When your entire world shatters, who can you trust more than a mother to build it up again?
The Knockturnal: Congratulations on the film, it’s super… well fun is not really the right word, but?
Jennifer Garner: There is an element of fun, there is an element of cathartic fun at the end for sure.
The Knockturnal: And it flies by, it’s so entertaining…
Jennifer Garner: Good!
The Knockturnal: How did you guys balance the seriousness of the death and the macabre and it has some comedic turns to it the entire time, how did you handle that balance on set?
Jennifer Garner: It’s always tricky but you can never just live in the dark. You got to find a way to have some fun and as long as the movie is grounded, which I feel like when I first met with Pierre Morel who was our director and who also directed Liam Neeson in Taken. Having seen Taken, I knew that he would ground the movie, and if it’s grounded then you can go anywhere, you can find the funny and you can find the crazy in the action, as long as the drama, in the beginning, feels very real.
Juan Pablo Raba: For me it was really fun, because I just thought, we have to play kind of a bad persona against this force of nature who is searching for revenge… So I just try to be meanest, baddest guy I could ever be, so so different from anything I have ever thought of myself so it was just fun! I thought the meaner I am, the better it is for the film, the better it is for Riley North to go at it.
Jennifer Garner: Perfect villain!
Juan Pablo Raba: Thank you very much, it’s the mustache…

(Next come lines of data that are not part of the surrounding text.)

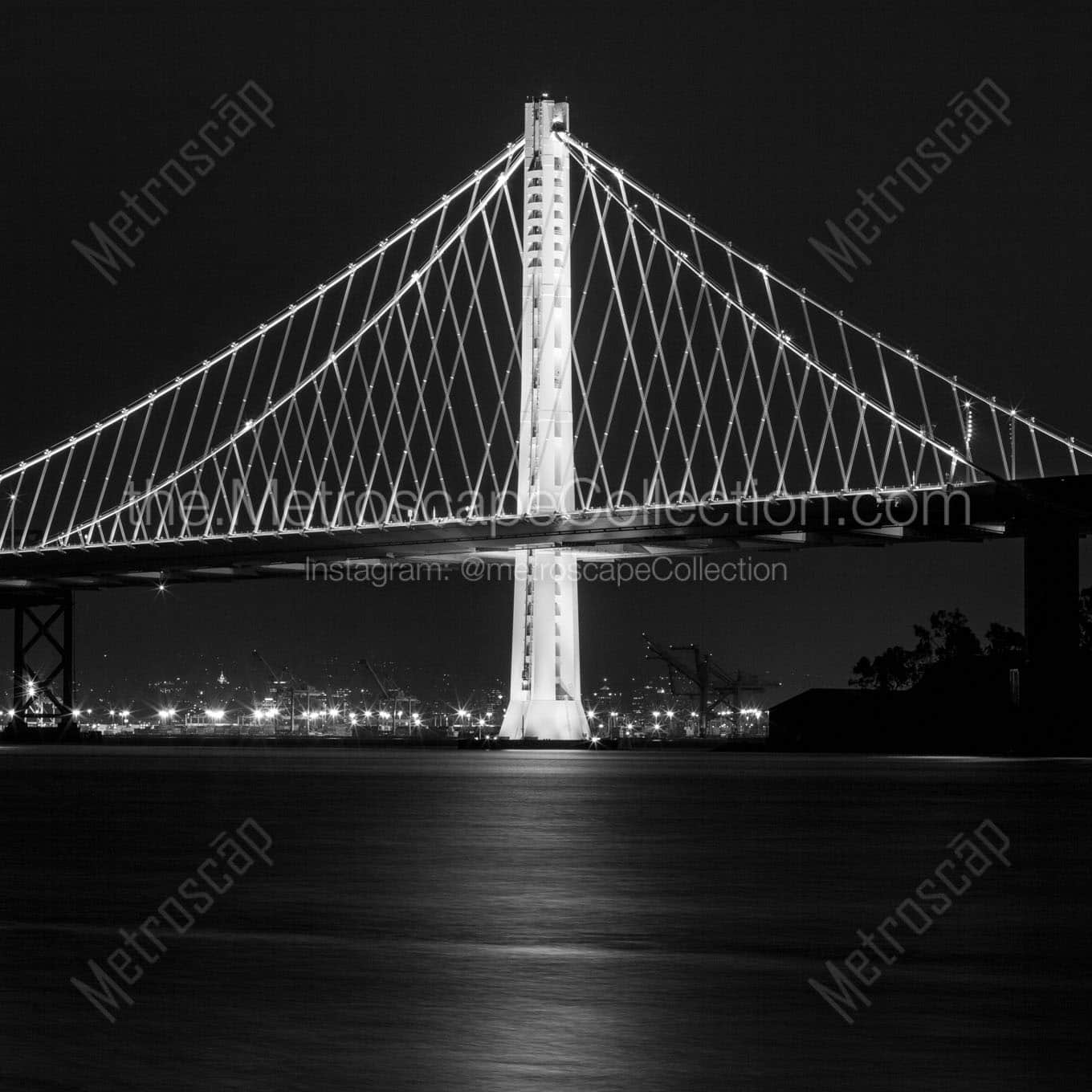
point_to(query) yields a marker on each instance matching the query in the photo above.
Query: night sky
(762, 120)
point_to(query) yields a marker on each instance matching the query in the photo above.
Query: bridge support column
(1052, 585)
(42, 670)
(545, 682)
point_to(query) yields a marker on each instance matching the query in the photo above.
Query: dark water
(549, 921)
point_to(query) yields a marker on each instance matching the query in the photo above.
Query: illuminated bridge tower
(545, 689)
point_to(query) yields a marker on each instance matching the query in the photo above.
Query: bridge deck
(973, 513)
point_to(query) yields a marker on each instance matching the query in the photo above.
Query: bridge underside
(1051, 515)
(973, 513)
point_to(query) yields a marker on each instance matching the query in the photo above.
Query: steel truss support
(42, 670)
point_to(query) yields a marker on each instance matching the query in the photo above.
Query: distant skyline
(764, 121)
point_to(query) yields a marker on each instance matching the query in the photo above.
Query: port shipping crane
(710, 685)
(287, 682)
(393, 696)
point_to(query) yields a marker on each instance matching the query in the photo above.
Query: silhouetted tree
(948, 642)
(949, 638)
(895, 669)
(1003, 642)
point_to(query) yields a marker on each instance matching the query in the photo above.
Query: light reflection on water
(496, 921)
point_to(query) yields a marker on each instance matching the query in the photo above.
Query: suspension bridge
(549, 363)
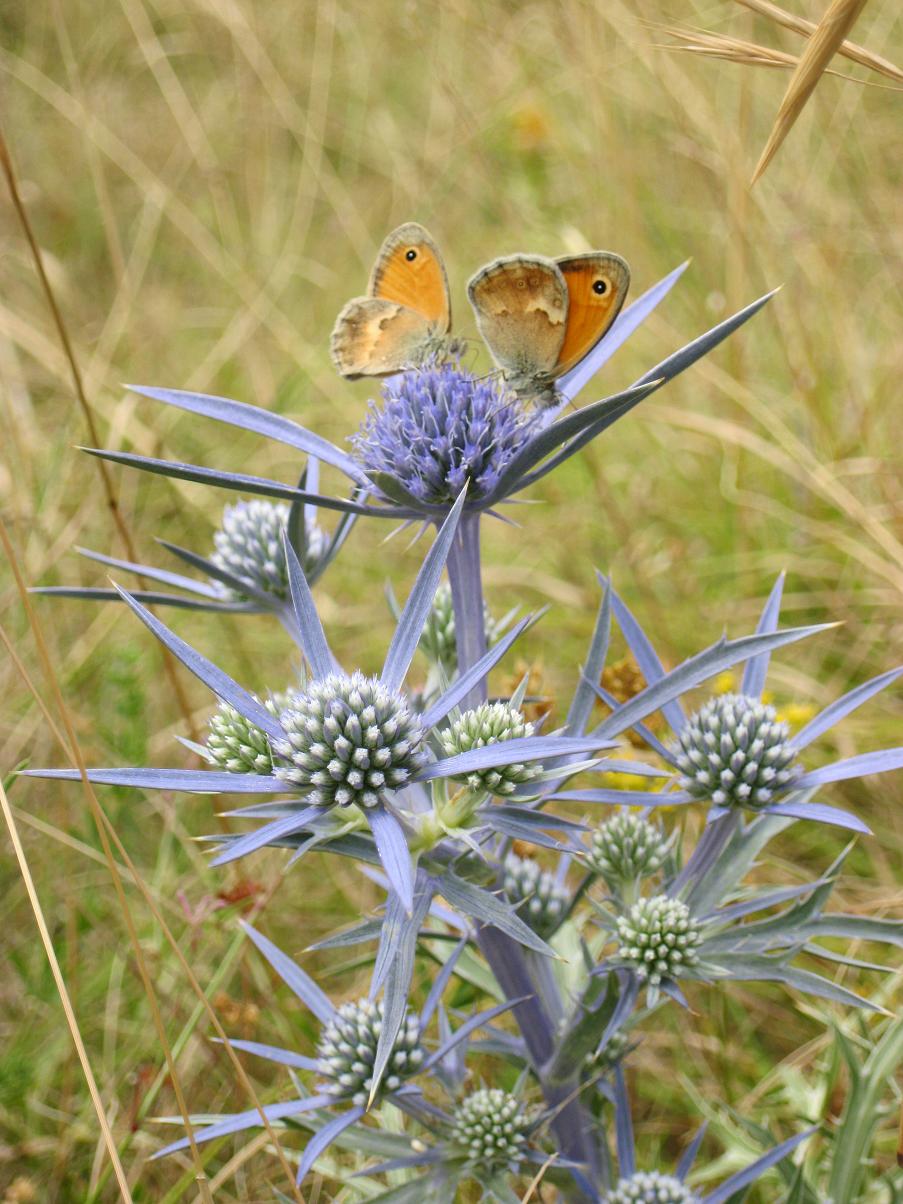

The Knockturnal: Is that your acting tip, if you want to be bad get the mustache?
Juan Pablo Raba: Use a mustache guys… That’s it! Acting class #322, use a mustache….
Jennifer Garner: I’m gonna try it next time…
The Knockturnal: Speaking to that bad guy, that villain, it’s amazing to see obviously so much diversity in a film, you get so many people of color, but a lot of the Latino men in this film are portrayed as gangsters, as members of the cartel. Is it good to just have diversity on the screen or do we have to be careful between treading that line of who we are showing and what are we showing them as?
Juan Pablo Raba: Well for me as a Latino man, I just think we play roles, and as I said Riley North needed a force to fight against, to go against, that’s all it is… We are telling a story and I love to see people of all sorts of colors, and countries, and races, and languages in a film, so I also think it’s not like, this movie is just entertaining. It doesn’t pinpoint like, “You people from so and so are doing this?”
Jennifer Garner: She’s not after the people, she’s after the system, the system is broken, and certainly the hero of the movie is John Ortiz.
The Knockturnal: Congratulations on the film, thank you so much for taking the time to talk to us.
Peppermint hits theatres nationwide September 7th!